This note is for developers of the AMP PHP Library only. You don't need to read it if you are a consumer of the library
The source files in this directory represent a Javascript to PHP port of the AMP HTML validator (aka "canonical validator").
The main files ported over are:
- validator.js. (This is the main file of the validator that we have ported.)
- validator-full.js
Please read the comments in each source file in the src/Validate
directory to get a better understanding of their relationship with the canonical validator source code.
Of course, there are a few differences:
- The AMP HTML validator is a large project and we have not ported everything over. Our validator is a subset of the canonical validator.
- The AMP HTML project uses a SAX like HTML parser while we use a HTML DOM parser. Thats because we want to perform manipulations in the DOM tree.

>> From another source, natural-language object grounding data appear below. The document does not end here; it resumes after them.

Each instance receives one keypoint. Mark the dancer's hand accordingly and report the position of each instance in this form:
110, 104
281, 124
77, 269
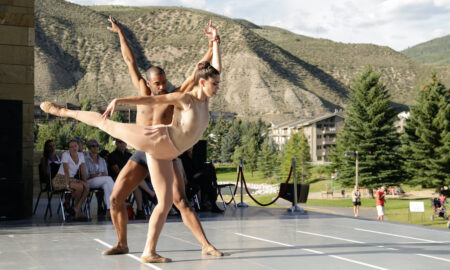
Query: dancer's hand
115, 28
211, 32
110, 109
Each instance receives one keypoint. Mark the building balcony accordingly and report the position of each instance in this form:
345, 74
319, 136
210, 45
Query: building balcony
327, 130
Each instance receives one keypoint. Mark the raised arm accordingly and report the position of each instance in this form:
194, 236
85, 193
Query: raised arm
177, 99
136, 77
188, 84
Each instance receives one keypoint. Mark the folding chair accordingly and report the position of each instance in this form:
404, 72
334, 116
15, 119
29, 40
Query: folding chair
61, 194
44, 186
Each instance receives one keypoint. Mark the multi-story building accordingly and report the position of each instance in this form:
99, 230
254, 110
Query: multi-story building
320, 132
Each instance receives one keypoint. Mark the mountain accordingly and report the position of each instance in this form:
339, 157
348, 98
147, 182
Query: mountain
267, 72
436, 51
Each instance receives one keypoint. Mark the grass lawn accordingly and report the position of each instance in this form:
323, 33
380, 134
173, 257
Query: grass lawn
395, 209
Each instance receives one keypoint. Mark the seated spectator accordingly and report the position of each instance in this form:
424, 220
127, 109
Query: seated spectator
203, 177
116, 161
50, 161
104, 154
97, 172
142, 190
72, 160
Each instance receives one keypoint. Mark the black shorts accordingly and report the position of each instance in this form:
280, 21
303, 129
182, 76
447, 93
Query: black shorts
140, 158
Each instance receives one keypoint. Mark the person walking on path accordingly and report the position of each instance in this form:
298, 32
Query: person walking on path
356, 198
381, 198
162, 143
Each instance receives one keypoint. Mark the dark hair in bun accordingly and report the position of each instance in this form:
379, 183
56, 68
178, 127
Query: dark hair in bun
205, 71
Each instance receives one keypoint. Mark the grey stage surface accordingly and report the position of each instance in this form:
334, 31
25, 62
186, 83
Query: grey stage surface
252, 238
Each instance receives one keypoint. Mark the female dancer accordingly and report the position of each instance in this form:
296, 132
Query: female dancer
161, 142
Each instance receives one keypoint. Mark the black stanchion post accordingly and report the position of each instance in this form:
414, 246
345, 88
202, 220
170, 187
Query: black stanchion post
242, 203
294, 207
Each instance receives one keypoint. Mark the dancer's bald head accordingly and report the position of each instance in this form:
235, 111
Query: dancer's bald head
154, 71
156, 80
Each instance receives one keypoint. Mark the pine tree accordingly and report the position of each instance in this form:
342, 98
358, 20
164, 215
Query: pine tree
268, 160
229, 142
297, 146
369, 129
426, 141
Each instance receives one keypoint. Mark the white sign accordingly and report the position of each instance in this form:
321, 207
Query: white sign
416, 207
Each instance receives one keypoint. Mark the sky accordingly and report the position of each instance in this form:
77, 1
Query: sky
398, 24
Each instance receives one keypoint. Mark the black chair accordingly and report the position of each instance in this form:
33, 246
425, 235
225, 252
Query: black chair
44, 186
87, 204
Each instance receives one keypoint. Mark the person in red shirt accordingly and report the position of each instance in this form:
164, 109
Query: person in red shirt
380, 197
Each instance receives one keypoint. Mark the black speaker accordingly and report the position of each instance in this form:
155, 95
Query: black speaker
199, 152
302, 192
11, 181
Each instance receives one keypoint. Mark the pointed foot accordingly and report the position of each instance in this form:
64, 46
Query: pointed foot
211, 250
155, 258
116, 250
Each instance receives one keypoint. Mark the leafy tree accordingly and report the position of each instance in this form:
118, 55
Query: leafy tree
426, 140
369, 129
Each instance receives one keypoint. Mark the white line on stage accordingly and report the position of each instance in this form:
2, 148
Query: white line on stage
434, 257
313, 251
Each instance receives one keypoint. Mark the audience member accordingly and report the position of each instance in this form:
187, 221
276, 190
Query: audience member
97, 172
381, 198
104, 154
72, 160
203, 177
118, 158
116, 161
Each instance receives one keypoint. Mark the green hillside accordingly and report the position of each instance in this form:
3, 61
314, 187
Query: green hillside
436, 51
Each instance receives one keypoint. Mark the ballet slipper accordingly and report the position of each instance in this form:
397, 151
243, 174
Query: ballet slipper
52, 108
155, 258
210, 250
115, 250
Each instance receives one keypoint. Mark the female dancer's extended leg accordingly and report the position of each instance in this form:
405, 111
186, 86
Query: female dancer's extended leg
132, 134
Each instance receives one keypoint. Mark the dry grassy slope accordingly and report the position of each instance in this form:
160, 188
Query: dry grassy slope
343, 62
77, 58
264, 75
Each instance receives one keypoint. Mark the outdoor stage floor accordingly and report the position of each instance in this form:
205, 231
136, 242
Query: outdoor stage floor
252, 238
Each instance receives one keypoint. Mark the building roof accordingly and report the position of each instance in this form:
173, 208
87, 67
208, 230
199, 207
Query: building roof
306, 122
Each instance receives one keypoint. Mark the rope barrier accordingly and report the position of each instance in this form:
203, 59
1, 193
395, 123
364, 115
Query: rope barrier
280, 193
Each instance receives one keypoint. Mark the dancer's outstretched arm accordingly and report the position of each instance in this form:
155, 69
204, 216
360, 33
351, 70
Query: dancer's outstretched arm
177, 99
136, 77
188, 84
216, 60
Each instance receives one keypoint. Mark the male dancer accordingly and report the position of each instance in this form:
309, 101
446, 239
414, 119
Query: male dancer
136, 168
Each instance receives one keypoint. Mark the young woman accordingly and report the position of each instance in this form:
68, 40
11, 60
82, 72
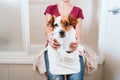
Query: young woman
63, 9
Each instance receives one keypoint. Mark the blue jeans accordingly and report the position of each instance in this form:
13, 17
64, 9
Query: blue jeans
76, 76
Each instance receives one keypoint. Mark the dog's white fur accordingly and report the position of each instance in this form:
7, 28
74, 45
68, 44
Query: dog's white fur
65, 63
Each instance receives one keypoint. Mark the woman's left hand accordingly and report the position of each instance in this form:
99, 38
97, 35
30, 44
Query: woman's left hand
74, 45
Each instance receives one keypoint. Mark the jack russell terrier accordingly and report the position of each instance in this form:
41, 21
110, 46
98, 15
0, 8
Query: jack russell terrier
63, 60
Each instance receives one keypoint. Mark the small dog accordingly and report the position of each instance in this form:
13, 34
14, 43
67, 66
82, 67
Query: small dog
63, 60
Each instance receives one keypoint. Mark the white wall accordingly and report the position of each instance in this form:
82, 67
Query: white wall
89, 27
109, 40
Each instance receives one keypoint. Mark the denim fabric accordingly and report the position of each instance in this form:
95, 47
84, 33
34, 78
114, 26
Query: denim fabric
76, 76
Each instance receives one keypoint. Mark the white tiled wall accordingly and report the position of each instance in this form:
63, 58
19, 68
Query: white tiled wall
25, 72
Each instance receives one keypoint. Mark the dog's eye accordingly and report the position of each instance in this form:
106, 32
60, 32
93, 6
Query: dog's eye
56, 25
67, 24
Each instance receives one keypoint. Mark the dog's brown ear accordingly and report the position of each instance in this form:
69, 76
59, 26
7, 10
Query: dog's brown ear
51, 22
73, 21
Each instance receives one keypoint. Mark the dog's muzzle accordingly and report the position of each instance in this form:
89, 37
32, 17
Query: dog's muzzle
62, 33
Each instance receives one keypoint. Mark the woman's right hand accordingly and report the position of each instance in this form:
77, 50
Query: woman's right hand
52, 41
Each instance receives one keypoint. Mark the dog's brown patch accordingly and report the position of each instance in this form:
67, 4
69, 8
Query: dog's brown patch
68, 22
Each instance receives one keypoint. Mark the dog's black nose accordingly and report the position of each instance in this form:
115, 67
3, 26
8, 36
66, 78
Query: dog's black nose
62, 33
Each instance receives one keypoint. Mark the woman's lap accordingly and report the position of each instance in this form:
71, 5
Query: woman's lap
76, 76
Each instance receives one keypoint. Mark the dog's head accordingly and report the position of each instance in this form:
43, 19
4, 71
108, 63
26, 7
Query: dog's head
62, 25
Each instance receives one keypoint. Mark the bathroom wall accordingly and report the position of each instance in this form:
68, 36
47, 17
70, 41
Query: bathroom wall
110, 39
89, 26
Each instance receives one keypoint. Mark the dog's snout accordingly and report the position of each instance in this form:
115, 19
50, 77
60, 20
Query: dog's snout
62, 33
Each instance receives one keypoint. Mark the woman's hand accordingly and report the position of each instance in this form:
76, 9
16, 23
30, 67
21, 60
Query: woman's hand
52, 41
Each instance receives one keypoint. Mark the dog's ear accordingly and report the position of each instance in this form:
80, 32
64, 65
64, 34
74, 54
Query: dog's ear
51, 22
73, 21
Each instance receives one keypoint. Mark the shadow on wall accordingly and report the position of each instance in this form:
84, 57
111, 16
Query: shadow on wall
111, 69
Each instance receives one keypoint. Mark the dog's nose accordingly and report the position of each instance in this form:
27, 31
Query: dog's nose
62, 33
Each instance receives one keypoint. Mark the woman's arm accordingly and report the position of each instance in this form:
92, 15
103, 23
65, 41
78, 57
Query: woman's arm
74, 45
78, 30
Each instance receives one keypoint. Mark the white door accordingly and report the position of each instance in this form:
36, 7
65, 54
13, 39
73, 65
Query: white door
113, 26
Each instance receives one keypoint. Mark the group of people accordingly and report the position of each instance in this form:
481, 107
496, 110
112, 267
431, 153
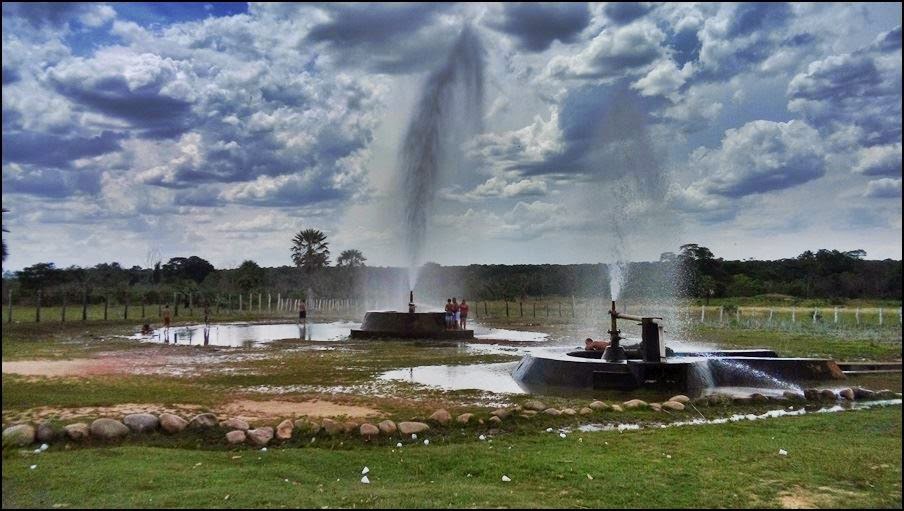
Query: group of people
456, 314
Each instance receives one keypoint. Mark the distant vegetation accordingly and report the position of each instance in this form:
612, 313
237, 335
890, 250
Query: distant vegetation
693, 271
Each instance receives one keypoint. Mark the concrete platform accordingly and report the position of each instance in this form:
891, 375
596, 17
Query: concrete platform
405, 325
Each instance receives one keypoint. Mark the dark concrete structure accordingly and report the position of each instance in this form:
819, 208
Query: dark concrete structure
651, 364
407, 325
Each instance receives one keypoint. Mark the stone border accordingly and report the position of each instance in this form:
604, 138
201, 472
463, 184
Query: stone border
238, 431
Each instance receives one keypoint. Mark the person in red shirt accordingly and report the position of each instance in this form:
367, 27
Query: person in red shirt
463, 311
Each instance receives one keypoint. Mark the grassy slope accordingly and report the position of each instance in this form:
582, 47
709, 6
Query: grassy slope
835, 460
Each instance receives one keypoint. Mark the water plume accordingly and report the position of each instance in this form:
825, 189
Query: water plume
448, 113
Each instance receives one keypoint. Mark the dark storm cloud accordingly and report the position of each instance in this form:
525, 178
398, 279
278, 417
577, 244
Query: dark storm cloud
144, 108
41, 14
622, 13
750, 17
51, 183
861, 89
51, 150
536, 25
598, 123
386, 38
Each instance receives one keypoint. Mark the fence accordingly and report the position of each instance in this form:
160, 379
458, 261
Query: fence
181, 305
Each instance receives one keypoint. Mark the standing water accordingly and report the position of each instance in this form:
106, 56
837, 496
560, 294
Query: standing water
448, 113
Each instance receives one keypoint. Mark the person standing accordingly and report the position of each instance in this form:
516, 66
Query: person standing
449, 314
463, 312
455, 311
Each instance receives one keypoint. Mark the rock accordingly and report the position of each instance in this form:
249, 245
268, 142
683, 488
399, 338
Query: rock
332, 427
792, 395
501, 413
464, 418
172, 423
533, 404
407, 428
599, 405
284, 430
369, 430
308, 426
203, 421
388, 427
861, 393
827, 395
77, 431
673, 405
235, 424
46, 433
237, 436
441, 416
260, 436
141, 422
108, 429
19, 435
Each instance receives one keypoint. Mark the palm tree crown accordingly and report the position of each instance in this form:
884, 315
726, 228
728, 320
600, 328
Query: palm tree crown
310, 250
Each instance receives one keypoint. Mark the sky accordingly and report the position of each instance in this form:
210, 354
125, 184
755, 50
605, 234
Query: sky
611, 131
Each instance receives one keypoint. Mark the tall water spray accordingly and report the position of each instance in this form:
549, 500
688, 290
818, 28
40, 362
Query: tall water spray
448, 113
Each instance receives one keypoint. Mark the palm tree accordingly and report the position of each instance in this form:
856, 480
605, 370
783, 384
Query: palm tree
351, 258
310, 250
5, 252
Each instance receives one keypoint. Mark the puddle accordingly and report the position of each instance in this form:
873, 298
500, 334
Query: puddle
789, 412
487, 377
245, 334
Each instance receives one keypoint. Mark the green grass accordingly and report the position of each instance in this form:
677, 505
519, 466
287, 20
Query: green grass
835, 460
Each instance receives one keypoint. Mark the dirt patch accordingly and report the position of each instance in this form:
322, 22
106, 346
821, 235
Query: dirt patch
96, 412
802, 498
248, 409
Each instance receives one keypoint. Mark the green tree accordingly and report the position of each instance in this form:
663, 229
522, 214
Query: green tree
351, 258
5, 251
310, 250
249, 276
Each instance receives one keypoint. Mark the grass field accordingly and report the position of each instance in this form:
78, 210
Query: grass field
835, 460
850, 459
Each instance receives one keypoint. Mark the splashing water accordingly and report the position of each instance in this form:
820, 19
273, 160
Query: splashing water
448, 113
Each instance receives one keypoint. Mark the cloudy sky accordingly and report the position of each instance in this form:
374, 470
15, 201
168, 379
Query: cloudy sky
133, 132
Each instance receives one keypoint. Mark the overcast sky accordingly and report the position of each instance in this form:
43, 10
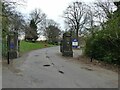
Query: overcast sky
52, 8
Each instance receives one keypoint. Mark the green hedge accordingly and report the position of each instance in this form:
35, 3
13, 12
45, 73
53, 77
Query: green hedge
104, 45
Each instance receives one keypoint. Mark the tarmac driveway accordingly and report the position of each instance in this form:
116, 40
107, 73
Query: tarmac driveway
47, 68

- The output of our validator is used as an input to "correction" passes (see code in the
src/Pass
directory). In the correction passes we try to fix as many validation issues automatically, as possible. Here our emphasis is totally different from the canonical validator which only reports problems (but never corrects them). Because we need to accomodate this requirement, our validator codebase has a few differences and additions vis-a-vis the canonical validator. - Our validator deals with both HTML fragments and full HTML documents while the canonical validator is designed to deal with whole HTML documents at a time. It is because of this feature of dealing with HTML fragments that our validator can be used to process inputs from rich text editors etc. Again, this causes code divergences between the ported and canonical validators.
The canonical validator has its own HTML5 parser ( htmlparser.js, htmlparser-interface.js etc.) and CSS parser ( parse-css.js, tokenize-css.js, css-selectors.js). Instead of porting these over, we use projects in the PHP packagist ecosystem to perform the tasks of parsing CSS and HTML:
- For HTML5 parsing we use the masterminds/html5-php library
- For CSS parsing we use the sabberworm/php-css-parser library
If you're interested in learning about the src/Spec
folder and its relationship to the validator-main.protoascii, validator_gen_js.py
etc. files in the canonical validator, please see the README in the src/Spec
folder.
Consult the main README for more details on the validation capabilities of our validator.